Стало быть, нет нужды и в словах, его обозначающих. Слова-то есть, а вот век предметов столь недолог, что не успеваешь обозначить их словами. Нельзя жить без толку, и здесь вам не полка. Полка — это то, за что можно ухватиться, когда падаешь вниз. Но полки нет — она сама рухнула. Я бы на вашем месте не держалась за эту полку, даже если бы ее поддерживали. Да, встаньте-ка тут и держите крепче, обхватите ее руками и крепко держите! А потом выдерните ее, помогите ей выбраться наружу. Однако выхода нет. Зачем выбираться наружу, если не существует места, из которого нужно выбираться? Да и вообще, что выдергивать? Ведь из того, что создают поэты, давно ничего не осталось. Их творению нет места. Место было предназначено для него, но на этом месте ничто не может удержаться. Мы со всем нашим самообладанием жмемся к полке и хватаемся лишь за воздух. Исчезло что-то, и это что-то — миллионы людей, и они исчезли. Исчезли миллионы опор, и полке не на что опереться. Положиться ни на что нельзя. И нет никого, на кого можно было бы положиться. Миллионы исчезли. Дом опустел.
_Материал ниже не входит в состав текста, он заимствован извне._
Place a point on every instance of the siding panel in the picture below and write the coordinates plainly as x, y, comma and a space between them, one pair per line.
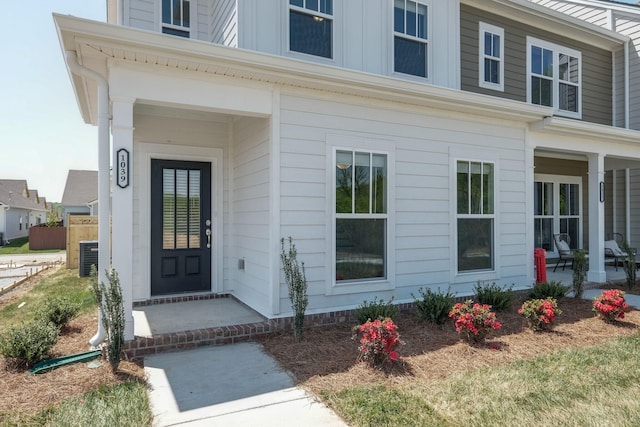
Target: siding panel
596, 63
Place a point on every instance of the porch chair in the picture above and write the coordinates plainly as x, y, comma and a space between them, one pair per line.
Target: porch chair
613, 249
563, 242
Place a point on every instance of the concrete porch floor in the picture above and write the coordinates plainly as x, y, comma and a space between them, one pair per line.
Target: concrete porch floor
156, 319
566, 276
194, 323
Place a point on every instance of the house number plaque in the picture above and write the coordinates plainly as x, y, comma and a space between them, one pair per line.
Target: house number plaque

СЛОВО, ОБЛЕЧЕННОЕ ПЛОТЬЮ[49]

© Перевод А. Белобратова

Следует ли нам впасть в скорый гнев оттого, что столь много людей нуждается в Боге, или нам стоит поскорее смыться подальше от этих людей, потому что они становятся опасными? Какое воспитание рода человеческого нам следует принять за основу, чтобы из почвы более не сочилась кровь мучеников? Почему все, кто жертвует собой, верят, что они есть то самое драгоценное, чем они могут пожертвовать, чтобы обрадовать Бога, и какие «виды на вечное блаженство» поддерживают их в этой вере? От каких заповеданных наказаний следует уберегать себя? Зачем вообще нужны эти заповеданные наказания и награды — чтобы оказаться в раю, к чудесам которого ты сам не приложил руку, в раю, который уже существует, словно заранее накрытый стол, ведь, естественным образом, никто не стремится к тому, чтобы вновь оказаться на земле? Естественно, кое-кому было сказано, что снова попасть на землю можно лишь в том случае, если забыть, что однажды уже был на ней. Что нам это дает? Уж лучше остаться в раю вместе с гуриями, которые явятся, возможно, лишь в виде белых гроздей винограда![50]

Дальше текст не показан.